Publié récemment, un article du Washington Post fait justement le point. C'est là aussi l'histoire d'un chef, qui rentre dans un bar, et qui demande à un chercheur, spécialiste des invertébrés, si les homards souffrent lorsqu'il les fait cuire. Une question que le l'éthologue, Robert Elwood, ne s'était jamais vraiment posée. Mais avant de se lancer, encore fallait-il répondre à une autre interrogation.

Puisqu'il s'agit d'invertébrés dont les systèmes nerveux sont différents de ceux des mammifères (pour lesquels le ressenti de la douleur ne fait pas de doute) comment savoir si crabes, homards et autres crevettes ressentent de la douleur, ou s'ils expriment de simples réflexes? Réponse de Robert Elwood: en observant leurs comportements.

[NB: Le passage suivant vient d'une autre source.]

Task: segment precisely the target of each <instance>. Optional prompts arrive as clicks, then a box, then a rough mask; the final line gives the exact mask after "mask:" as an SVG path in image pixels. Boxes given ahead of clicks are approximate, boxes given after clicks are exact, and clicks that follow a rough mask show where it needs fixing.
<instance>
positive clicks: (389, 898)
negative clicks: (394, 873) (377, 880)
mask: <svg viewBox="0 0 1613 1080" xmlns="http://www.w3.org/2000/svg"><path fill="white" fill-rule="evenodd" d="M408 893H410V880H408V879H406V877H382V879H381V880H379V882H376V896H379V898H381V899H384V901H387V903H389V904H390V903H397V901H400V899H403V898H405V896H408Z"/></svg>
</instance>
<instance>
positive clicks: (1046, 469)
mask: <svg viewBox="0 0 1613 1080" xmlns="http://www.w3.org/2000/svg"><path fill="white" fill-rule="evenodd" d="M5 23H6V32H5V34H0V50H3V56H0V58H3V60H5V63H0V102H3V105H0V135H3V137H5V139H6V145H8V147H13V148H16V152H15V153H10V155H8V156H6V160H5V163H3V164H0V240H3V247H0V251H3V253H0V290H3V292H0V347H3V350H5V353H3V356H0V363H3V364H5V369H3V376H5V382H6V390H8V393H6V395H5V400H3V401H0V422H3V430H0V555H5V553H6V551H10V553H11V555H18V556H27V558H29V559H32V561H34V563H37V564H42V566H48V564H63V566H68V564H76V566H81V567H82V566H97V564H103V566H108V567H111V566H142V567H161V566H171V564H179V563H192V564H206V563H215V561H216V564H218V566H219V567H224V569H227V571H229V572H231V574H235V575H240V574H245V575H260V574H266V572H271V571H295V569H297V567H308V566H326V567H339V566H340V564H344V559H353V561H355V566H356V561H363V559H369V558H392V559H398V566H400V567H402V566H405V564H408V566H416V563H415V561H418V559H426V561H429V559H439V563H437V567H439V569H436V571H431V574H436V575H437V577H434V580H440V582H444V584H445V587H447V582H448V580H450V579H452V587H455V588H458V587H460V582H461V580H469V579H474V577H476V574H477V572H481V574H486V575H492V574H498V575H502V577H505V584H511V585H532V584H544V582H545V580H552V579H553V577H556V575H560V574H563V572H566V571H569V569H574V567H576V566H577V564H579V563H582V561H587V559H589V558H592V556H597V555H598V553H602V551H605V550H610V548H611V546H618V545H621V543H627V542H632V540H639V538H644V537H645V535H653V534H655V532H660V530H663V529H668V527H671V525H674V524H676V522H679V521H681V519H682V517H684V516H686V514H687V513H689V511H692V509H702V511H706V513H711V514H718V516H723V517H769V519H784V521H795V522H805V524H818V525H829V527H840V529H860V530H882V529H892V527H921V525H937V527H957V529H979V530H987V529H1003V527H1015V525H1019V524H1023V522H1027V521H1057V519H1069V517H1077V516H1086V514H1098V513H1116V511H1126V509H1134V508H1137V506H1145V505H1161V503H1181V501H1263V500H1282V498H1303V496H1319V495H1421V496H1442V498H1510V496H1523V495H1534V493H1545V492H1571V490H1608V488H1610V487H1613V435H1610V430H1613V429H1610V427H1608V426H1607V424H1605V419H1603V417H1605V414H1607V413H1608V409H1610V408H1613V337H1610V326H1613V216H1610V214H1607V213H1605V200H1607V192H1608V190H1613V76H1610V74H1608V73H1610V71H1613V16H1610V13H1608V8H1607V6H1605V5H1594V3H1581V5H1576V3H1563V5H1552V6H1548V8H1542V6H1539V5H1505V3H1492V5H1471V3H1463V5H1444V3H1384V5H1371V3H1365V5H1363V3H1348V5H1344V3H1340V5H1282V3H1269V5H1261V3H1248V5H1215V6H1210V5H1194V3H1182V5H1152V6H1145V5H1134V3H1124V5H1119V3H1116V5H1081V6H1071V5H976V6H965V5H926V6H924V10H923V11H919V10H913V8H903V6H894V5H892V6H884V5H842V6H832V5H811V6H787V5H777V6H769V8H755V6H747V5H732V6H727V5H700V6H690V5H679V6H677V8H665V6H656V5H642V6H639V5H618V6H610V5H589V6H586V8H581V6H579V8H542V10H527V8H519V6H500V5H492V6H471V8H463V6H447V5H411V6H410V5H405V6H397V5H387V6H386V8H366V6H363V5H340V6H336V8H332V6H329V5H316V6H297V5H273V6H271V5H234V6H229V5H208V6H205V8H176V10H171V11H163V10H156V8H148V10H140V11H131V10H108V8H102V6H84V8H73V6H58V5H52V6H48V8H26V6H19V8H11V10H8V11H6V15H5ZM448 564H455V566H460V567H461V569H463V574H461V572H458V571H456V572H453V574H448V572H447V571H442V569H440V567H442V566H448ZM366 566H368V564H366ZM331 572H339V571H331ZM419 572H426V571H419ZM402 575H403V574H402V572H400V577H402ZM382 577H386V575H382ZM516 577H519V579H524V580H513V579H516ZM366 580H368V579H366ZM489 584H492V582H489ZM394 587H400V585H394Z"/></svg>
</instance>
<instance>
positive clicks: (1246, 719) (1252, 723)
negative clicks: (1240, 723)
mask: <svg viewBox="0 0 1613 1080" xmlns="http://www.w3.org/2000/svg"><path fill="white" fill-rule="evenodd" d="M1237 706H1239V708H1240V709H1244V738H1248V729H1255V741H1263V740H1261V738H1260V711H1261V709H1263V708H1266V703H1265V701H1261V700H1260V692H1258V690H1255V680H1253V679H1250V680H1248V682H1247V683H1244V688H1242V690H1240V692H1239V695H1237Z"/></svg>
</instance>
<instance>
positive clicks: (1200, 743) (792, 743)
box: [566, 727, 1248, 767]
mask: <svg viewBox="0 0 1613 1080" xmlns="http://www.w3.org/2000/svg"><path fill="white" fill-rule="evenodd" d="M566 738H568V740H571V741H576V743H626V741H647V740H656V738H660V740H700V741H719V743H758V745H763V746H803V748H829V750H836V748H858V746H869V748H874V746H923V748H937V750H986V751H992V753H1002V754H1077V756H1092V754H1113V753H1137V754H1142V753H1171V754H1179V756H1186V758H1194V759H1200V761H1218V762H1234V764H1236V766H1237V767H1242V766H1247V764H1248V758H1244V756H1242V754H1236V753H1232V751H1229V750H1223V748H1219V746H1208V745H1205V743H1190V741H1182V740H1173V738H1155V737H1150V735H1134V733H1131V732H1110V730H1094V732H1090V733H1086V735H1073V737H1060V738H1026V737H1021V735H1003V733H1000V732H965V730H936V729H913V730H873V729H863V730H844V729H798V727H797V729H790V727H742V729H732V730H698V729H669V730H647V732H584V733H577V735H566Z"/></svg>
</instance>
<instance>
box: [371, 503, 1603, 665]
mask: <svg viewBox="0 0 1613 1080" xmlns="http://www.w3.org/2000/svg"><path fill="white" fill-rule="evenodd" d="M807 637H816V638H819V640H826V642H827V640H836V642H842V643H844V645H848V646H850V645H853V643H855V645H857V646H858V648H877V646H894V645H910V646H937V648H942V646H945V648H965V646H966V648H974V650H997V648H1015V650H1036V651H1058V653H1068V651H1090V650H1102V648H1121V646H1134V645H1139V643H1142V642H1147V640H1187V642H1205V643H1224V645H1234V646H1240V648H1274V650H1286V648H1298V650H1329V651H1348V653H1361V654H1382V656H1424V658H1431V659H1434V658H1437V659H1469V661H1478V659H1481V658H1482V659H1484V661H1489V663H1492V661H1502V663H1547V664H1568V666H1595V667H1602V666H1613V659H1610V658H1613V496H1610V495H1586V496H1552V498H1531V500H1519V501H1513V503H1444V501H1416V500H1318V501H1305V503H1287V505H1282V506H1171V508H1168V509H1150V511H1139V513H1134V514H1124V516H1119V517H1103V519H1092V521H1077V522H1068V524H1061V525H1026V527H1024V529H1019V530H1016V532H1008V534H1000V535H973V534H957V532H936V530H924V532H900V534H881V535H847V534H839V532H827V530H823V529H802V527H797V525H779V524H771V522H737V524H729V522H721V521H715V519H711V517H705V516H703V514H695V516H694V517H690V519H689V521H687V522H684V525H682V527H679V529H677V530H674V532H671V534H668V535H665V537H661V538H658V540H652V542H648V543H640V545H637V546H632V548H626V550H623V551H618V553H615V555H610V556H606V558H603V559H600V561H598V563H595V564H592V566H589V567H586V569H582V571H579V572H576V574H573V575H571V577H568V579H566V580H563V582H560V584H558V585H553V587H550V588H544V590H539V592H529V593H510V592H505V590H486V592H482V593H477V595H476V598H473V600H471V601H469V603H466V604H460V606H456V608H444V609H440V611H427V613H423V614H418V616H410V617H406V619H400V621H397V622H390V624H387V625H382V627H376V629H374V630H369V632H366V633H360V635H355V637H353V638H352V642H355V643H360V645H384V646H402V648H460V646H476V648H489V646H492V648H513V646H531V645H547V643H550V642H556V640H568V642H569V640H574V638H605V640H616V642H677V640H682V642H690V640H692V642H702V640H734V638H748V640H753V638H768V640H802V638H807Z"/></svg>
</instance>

Car la douleur, c'est l'expérience consciente de l'événement douloureux qui succède au réflexe, une fois que le signal est parvenu au cerveau. L'idée de l'éthologue fut donc d'aller chercher des réponses au-delà de ces réflexes. En imprégnant les antennes de crevettes d'acide acétique, celles ont cherché à les nettoyer grâce à des mouvements complexes de leurs pattes, action qui fut atténué lorsqu'il appliqua un anesthésiant local.

Il s'intéressa alors aux crabes. Soumis à un bref choc électrique localisé, le bernard l'hermite se frotte précisément à l'endroit du choc sur de longues périodes.

Privés de l'une de leurs pinces, les crabes bruns se frottaient se focalisant eux aussi sur leur blessure. Et le chercheur de remarquer que crevettes et crabes n'hésitaient pas à se contorsionner pour atteindre les plaies. "Ce ne sont pas que des réflexes", explique Elwood au Washington Post. "Ce sont des comportements complexes et prolongés qui impliquent clairement le système nerveux central".

Des chercheurs en ébullition

Et ça va plus loin. Lors d'une autre expérience, des crabes verts habitués à se planquer de la lumière sous les rochers ont préféré changer de refuge après avoir reçu un choc électrique sous l'un de ceux-ci. "Donc il y a un apprentissage rapide", explique Elwood, "exactement ce à quoi l'on s'attendrait de la part d'un animal qui ressent la douleur".

Question suivante: qu'est-ce qui pourrait pousser des crustacés à accepter de ressentir un peu de douleur? L'homme est capable de souffrir sous les roulements de la fraise du dentiste pour son propre bien, mais les crustacés, eux, sont-ils capables de tels calculs? La réponse est oui.

Retour chez les bernard l'hermitte, qui squattent des coquillages abandonnés, sauf si cet habitat devient invivable en raison de choc électriques à répétition provoqués par le chercheur.

Et lorsque c'est le cas, ils hésitent à partir et réagissent un peu comme nous le ferions avec un voisin bruyant. On le supporterait sans doute plus longtemps dans un grand condo avec vue sur la Tour Eiffel que dans un studio au rez-de-chaussée d'un immeuble dans Hochelaga-Maisonneuve. Le bernard l'hermite, c'est pareil. En fonction de la qualité du coquillage et de la densité des chocs, celui-ci fait son calcul, ce qui indique, une fois de plus que les réactions des crustacés dépassent largement le cadre du réflexe.

Il en va de même des calmars, analysés par Robyn Crook, une neurobiologiste de l'université du Texas. Des céphalopodes plus enclins à prendre la fuite et projeter de l'encre lorsqu'ils ont été touchés près d'une blessure déjà infligée qu'ailleurs sur leur corps. Plus attentifs au toucher et aux stimulis visuels, un calmar blessé se comporte tellement différemment que, pour la chercheuse, cela ne fait pas de doute: la réaction du poulpe répond bien aux critères de la douleur.

Les crustacés ressentent-ils donc de la douleur? Sans doute. Peuvent-ils souffrir dans la durée? Cela impliquerait d'en savoir plus sur leur conscience, qui ne peut qu'être l'objet ,pour l'instant, d'hypothèses. Quoiqu'il en soit Elwood assure avoir changé la façon dont il traitait ses invertébrés en laboratoire. Quant à son ami cuisinier, il lui a emboîté le pas. "Nous sommes en train d'en savoir beaucoup plus sur la douleur et la nociception", conclut Crook. "Comment cela ne pourrait-il pas intéresser, même les plus sceptiques?"